La cour d’appel de Papeete avait annulé une assemblée qui ne consignait pas le motif de révocation du gérant, estimant que les statuts l’imposaient. La Chambre commerciale censure : aucune règle impérative n’exige la mention du motif ; le non-respect des statuts ne suffit pas.


La haute juridiction précise également que la charge de prouver l’abus de majorité incombe à la partie qui l’allègue – et non à la société.


En pratique


  • Pas de nullité automatique si le motif n’est pas écrit.

  • Pas de renversement de la charge de la preuve : c’est au gérant évincé de démontrer l’abus.

  • Reste le risque indemnitaire : l’absence de juste motif peut ouvrir droit à réparation.


Anticiper la réforme des nullités (ordonnance 2025-229)


Les nouveaux termes de l’article 1844-10 du Code civil


À compter du 1ᵉʳ octobre 2025, l’article 1844-10 remplace l’article L 235-1 : la nullité ne pourra résulter que de la violation d’une « disposition impérative de droit des sociétés ». Aucune de ces dispositions ne requiert la transcription du motif de révocation au procès-verbal. Le raisonnement de la Cour de cassation gardera donc toute sa pertinence.


Bonnes pratiques pour les associés et dirigeants


Avant l’assemblée : préparer la décision


  • Établir un dossier factuel : performances, incidents de gestion, conflits d’intérêt.

  • Informer loyalement le gérant concerné pour éviter toute violation du contradictoire.

  • Vérifier les statuts : majorité requise, délais de convocation, quorum.


Pendant l’assemblée : sécuriser le formalisme


  • Respecter l’article R 223-24 : émargement, feuille de présence, signature du bureau.

  • Consigner avec rigueur les votes, sans se sentir obligé de justifier publiquement le motif.

  • Éviter les dérapages : toute atteinte à la dignité du gérant peut nourrir une action indemnitaire.


Après l’assemblée : prévenir le contentieux


  • Publier la décision au greffe et au registre du commerce dans le délai légal.

  • Notifier sans délai la révocation au gérant évincé pour déclencher le délai de contestation.

  • Négocier une sortie amiable si le risque de dommages-intérêts paraît avéré.


Révoquer sans fragiliser la gouvernance


La jurisprudence du 7 mai 2025 confirme que le procès-verbal n’est pas une pièce à conviction : il fixe les résolutions, il ne motive pas la décision. Pour les chefs d’entreprise, l’enjeu consiste désormais à trouver l’équilibre entre transparence et sécurité juridique :


  • Mentionner le motif est facultatif, mais peut rassurer la minorité quand il est solide.
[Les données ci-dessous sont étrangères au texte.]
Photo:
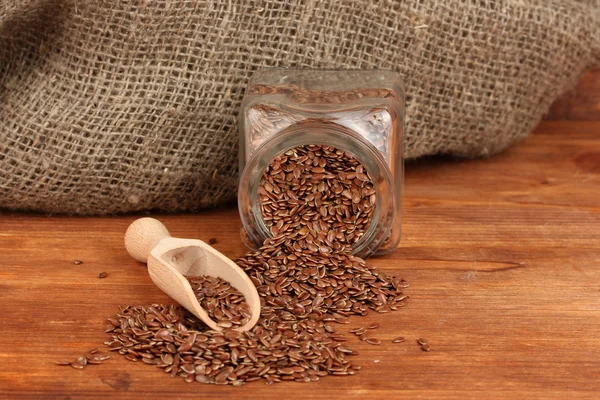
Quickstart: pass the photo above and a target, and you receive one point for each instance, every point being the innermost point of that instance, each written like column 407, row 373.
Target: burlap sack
column 111, row 106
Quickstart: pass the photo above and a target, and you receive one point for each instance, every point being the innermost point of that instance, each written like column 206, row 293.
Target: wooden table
column 502, row 256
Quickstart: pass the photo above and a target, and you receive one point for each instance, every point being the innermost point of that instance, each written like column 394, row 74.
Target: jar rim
column 319, row 132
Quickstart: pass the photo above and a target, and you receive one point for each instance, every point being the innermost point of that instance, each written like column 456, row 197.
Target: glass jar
column 358, row 111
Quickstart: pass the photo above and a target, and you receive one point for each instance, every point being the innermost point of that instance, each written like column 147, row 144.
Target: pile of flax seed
column 317, row 202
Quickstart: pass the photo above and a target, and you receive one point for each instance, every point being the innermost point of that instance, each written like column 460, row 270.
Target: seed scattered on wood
column 317, row 202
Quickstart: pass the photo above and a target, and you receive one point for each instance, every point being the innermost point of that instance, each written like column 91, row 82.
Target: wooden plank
column 581, row 103
column 502, row 255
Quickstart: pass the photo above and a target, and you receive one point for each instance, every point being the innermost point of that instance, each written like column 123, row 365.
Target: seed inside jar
column 320, row 196
column 316, row 201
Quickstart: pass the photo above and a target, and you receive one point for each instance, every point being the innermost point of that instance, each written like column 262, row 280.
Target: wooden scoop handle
column 142, row 236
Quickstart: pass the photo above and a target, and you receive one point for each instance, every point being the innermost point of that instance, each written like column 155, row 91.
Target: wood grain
column 502, row 255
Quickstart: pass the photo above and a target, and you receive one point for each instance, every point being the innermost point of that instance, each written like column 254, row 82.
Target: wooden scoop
column 169, row 259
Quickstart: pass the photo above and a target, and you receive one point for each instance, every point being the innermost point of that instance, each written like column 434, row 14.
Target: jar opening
column 323, row 133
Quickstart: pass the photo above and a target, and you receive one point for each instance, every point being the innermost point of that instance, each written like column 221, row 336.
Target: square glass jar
column 358, row 111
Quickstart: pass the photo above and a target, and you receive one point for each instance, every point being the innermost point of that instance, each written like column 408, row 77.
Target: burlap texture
column 119, row 106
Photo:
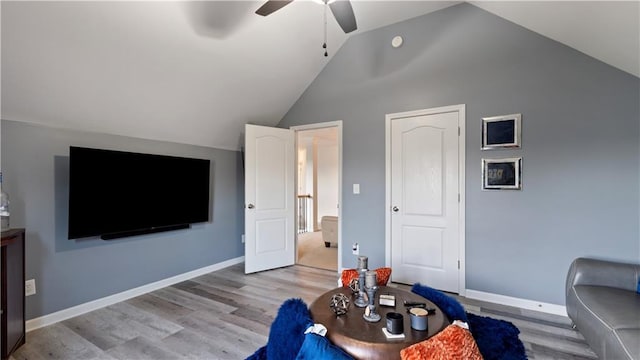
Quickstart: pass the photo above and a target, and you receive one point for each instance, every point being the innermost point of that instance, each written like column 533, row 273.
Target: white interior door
column 269, row 198
column 424, row 203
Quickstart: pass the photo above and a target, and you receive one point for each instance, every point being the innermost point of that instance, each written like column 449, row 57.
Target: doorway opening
column 318, row 195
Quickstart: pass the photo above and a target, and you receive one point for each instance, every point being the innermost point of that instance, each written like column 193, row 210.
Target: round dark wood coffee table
column 365, row 340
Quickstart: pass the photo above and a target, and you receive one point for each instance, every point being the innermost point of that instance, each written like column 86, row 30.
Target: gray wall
column 580, row 143
column 35, row 161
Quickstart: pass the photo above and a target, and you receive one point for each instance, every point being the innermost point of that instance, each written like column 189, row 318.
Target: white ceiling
column 196, row 72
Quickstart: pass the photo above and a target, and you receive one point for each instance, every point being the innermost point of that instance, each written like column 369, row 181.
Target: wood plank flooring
column 226, row 315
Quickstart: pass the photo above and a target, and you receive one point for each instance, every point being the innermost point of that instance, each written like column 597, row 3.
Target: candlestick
column 370, row 279
column 363, row 262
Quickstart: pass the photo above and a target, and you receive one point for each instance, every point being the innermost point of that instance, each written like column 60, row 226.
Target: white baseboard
column 517, row 302
column 68, row 313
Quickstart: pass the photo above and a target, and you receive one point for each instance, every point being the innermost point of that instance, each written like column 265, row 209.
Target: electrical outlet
column 30, row 287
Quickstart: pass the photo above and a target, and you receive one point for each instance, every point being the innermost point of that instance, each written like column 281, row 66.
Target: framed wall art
column 502, row 174
column 501, row 132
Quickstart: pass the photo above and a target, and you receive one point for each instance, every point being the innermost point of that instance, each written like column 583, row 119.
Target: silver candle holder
column 361, row 300
column 371, row 287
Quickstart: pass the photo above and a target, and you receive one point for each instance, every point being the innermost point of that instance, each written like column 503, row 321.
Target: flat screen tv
column 115, row 194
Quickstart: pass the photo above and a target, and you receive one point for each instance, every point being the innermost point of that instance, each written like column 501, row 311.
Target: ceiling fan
column 341, row 9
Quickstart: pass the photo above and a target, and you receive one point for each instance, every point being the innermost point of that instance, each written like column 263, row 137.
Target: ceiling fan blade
column 343, row 12
column 272, row 6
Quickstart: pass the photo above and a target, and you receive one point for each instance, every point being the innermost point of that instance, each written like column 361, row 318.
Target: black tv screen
column 115, row 194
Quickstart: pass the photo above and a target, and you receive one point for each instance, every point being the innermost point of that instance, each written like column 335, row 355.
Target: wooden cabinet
column 13, row 325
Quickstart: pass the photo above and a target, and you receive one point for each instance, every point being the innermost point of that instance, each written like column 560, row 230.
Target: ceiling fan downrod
column 324, row 45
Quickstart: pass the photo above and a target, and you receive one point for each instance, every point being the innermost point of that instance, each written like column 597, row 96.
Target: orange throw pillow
column 452, row 343
column 382, row 276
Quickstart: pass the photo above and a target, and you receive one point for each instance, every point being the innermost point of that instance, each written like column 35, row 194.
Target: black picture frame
column 502, row 174
column 501, row 132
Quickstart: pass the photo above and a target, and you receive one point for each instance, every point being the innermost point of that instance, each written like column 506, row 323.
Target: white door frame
column 316, row 126
column 461, row 182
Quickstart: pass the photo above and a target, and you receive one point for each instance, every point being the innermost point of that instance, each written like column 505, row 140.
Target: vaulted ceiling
column 196, row 71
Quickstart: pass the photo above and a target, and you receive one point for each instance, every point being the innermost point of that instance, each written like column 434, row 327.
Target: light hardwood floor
column 226, row 315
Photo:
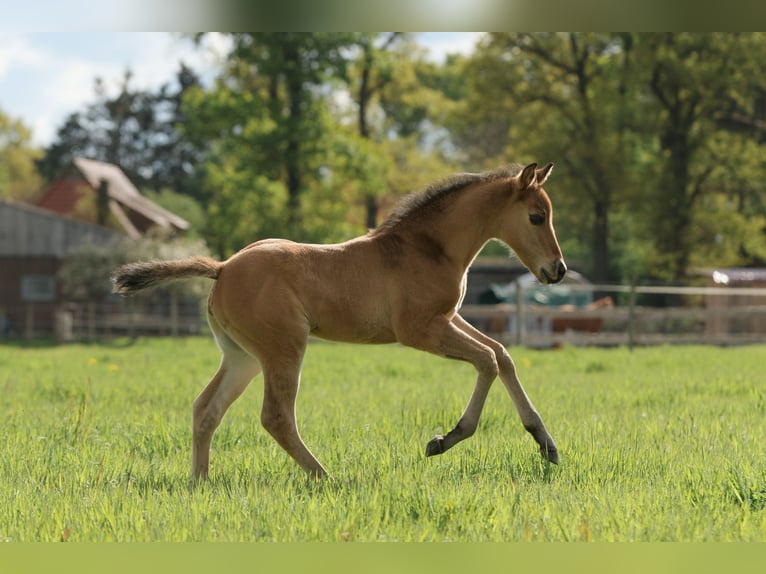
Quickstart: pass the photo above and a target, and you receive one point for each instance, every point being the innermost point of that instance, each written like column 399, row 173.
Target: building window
column 38, row 288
  • S’abstenir de le consigner évite d’offrir une prise aux débats ultérieurs, à condition de pouvoir prouver sa réalité par d’autres pièces.

  • Documenter la procédure et anticiper la réforme d’octobre 2025 constituent la meilleure défense contre la nullité et l’abus de majorité.
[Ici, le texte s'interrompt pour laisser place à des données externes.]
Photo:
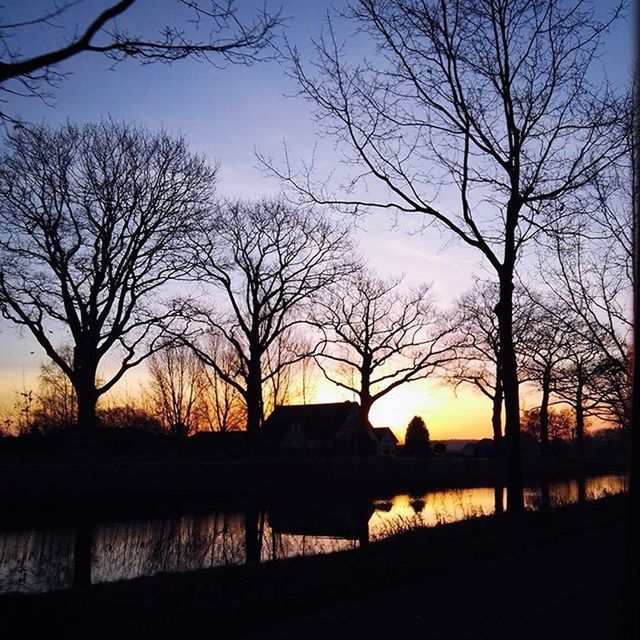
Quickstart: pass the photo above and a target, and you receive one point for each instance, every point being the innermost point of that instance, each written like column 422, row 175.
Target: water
column 59, row 558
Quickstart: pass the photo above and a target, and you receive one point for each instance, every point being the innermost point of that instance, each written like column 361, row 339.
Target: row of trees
column 498, row 104
column 101, row 221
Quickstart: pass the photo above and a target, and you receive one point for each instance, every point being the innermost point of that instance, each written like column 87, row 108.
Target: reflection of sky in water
column 37, row 561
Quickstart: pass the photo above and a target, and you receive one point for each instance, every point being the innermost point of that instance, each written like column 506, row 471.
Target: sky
column 230, row 114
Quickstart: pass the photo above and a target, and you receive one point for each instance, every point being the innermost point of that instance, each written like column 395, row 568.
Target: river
column 50, row 559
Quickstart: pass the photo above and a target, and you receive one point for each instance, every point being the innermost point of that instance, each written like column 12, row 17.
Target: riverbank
column 48, row 491
column 241, row 599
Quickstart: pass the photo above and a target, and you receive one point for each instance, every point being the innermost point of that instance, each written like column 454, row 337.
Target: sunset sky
column 229, row 114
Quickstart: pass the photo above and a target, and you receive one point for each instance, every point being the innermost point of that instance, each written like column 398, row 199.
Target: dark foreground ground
column 557, row 574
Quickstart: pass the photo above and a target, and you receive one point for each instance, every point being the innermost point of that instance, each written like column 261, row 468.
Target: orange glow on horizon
column 448, row 415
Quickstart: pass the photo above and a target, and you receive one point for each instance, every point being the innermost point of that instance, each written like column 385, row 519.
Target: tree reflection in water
column 47, row 560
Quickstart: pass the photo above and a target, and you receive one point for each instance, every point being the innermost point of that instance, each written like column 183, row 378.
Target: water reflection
column 89, row 553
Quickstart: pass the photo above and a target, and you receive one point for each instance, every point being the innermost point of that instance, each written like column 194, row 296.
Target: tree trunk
column 254, row 396
column 579, row 420
column 85, row 369
column 504, row 311
column 544, row 412
column 496, row 418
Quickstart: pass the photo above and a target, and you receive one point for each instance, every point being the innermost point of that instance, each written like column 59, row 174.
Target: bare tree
column 268, row 260
column 288, row 382
column 494, row 101
column 546, row 349
column 478, row 363
column 375, row 338
column 177, row 389
column 57, row 405
column 226, row 410
column 228, row 39
column 94, row 219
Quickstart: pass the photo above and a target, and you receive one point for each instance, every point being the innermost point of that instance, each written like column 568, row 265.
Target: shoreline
column 35, row 492
column 241, row 599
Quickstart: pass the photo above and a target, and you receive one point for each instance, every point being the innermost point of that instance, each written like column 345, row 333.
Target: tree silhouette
column 228, row 40
column 416, row 439
column 268, row 261
column 94, row 219
column 493, row 102
column 375, row 338
column 178, row 387
column 478, row 363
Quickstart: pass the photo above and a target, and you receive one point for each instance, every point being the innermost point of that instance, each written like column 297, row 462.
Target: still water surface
column 61, row 558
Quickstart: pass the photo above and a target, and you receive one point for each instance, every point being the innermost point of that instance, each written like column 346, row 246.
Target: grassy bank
column 233, row 600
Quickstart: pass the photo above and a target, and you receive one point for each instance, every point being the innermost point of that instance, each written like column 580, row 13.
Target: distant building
column 315, row 428
column 481, row 449
column 386, row 441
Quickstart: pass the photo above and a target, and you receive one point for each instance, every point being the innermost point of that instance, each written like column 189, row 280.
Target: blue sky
column 229, row 114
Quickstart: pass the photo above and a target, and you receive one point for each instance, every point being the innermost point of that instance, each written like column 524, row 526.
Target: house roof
column 381, row 432
column 318, row 421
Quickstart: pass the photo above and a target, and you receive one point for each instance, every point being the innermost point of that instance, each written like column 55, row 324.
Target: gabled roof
column 381, row 432
column 318, row 421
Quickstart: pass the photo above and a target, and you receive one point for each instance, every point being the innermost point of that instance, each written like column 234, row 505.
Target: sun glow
column 463, row 414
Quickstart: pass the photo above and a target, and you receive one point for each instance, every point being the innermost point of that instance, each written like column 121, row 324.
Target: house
column 314, row 428
column 386, row 441
column 481, row 449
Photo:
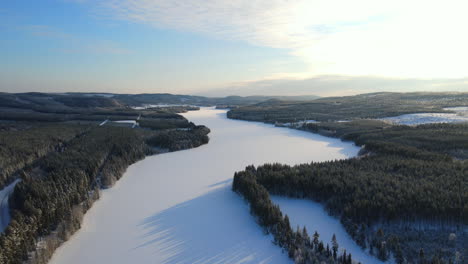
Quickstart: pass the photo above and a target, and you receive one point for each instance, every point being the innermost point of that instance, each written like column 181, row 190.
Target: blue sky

En suivant ces lignes directrices, les associés de SARL peuvent révoquer un gérant inefficace ou défaillant sans exposer la société à l’insécurité juridique. La gouvernance gagne en réactivité, la structure en crédibilité et le dirigeant évincé conserve, le cas échéant, le recours indemnitaire prévu par l’article L 223-25.